少し調べてみると、「ベルリンでエマヌエル・フォイアマンの個人レッスンを受けた。1929年から1934年までブレーメンのオーケストラの首席チェロ奏者を務める。」となっています。
しかし、その後「ヴィオラ・ダ・ガンバ」の研究を始め、1934年にはバーゼル・スコラ・カントルムのヴィオラ・ダ・ガンバの教授として参加ししています。

ここでまたもや、バーゼル・スコラ・カントルムが登場しますね。ただし、「バーゼル・スコラ・カントルム」って何という人は、この古学専門の大学が「パウル・ザッハー」が私財を投じて開設したことを思い出してください。
でも、「パウル・ザッハー」って誰?と言う人のために、もう一度過去の記述を引用しておきます。

「パウル・ザッハーはスイスの有名製薬会社のオーナーであった未亡人と結婚することで巨万の富を手に入れます。そして、彼自身は経営者としての手腕も発揮して会社の業績回復にも貢献したらしいのですが、最大の功績は同時代の作曲家へのスポンサー役を果たしたことです。
彼は、バルトークだけでなくストラヴィンスキーやオネゲル、ヒンデミット、ヘンツェ、エリオット・カーターなどに作品を依頼し、その数は200を超えるとも言われています。もしも、このザッハーの働きがなければ20世紀のクラシック音楽はその相貌を変えていたかも知れません。」

つまりは、彼は20世紀の音楽だけでなく、古楽の復興においても大きな貢献を為したわけです。

「アウグスト・ヴェンツィンガー」の「ヴィオラ・ダ・ガンバ教本」は今も発刊されているようなのでそれなりに大きな存在だったのでしょう。
しかし、彼の手になる「ヴィオラ・ダ・ガンバ」の演奏が、今の演奏水準から行ってどれほどの価値があるのかは私の知識では全く分かりません。ただし、私のような保守的な駄耳にとっては、いわゆる「ピリオド演奏」という言葉が想起させる神経質なひいきと演奏とは全く持って無縁なので、心穏やかに安心して聞けたことだけは申し述べておきます。

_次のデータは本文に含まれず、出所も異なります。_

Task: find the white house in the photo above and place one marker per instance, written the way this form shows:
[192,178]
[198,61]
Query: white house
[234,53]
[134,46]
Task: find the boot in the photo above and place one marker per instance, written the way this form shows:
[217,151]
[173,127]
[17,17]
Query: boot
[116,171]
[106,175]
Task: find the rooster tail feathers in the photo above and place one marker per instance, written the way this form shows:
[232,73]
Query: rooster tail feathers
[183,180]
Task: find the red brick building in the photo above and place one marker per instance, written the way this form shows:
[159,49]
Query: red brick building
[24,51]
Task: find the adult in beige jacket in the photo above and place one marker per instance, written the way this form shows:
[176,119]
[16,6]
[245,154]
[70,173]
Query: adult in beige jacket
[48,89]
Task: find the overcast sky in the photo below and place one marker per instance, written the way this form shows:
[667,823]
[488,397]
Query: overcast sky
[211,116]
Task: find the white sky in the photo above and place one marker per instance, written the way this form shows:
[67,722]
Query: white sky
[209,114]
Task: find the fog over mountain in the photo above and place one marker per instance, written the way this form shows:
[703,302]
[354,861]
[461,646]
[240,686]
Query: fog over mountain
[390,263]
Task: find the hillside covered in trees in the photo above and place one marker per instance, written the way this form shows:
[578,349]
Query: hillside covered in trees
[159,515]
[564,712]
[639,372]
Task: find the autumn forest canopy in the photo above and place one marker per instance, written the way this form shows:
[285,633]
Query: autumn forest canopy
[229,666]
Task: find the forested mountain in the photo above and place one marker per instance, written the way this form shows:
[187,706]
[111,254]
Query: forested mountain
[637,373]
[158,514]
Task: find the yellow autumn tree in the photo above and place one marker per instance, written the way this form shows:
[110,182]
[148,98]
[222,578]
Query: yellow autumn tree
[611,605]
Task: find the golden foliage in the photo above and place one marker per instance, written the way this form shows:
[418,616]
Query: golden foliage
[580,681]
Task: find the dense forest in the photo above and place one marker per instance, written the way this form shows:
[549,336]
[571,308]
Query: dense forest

それからもう一つ、50年代前半の録音なのですが音質は極めて優秀です。さらに、こういう小さな楽器編成の音楽では録音がモノラルであることもほとんどマイナスにはなりませんから、これを予備知識なしで聞かされて50年から52年にかけての録音だと言うことを言い当てられる人はまずいないでしょう。
それほどまでに優秀です。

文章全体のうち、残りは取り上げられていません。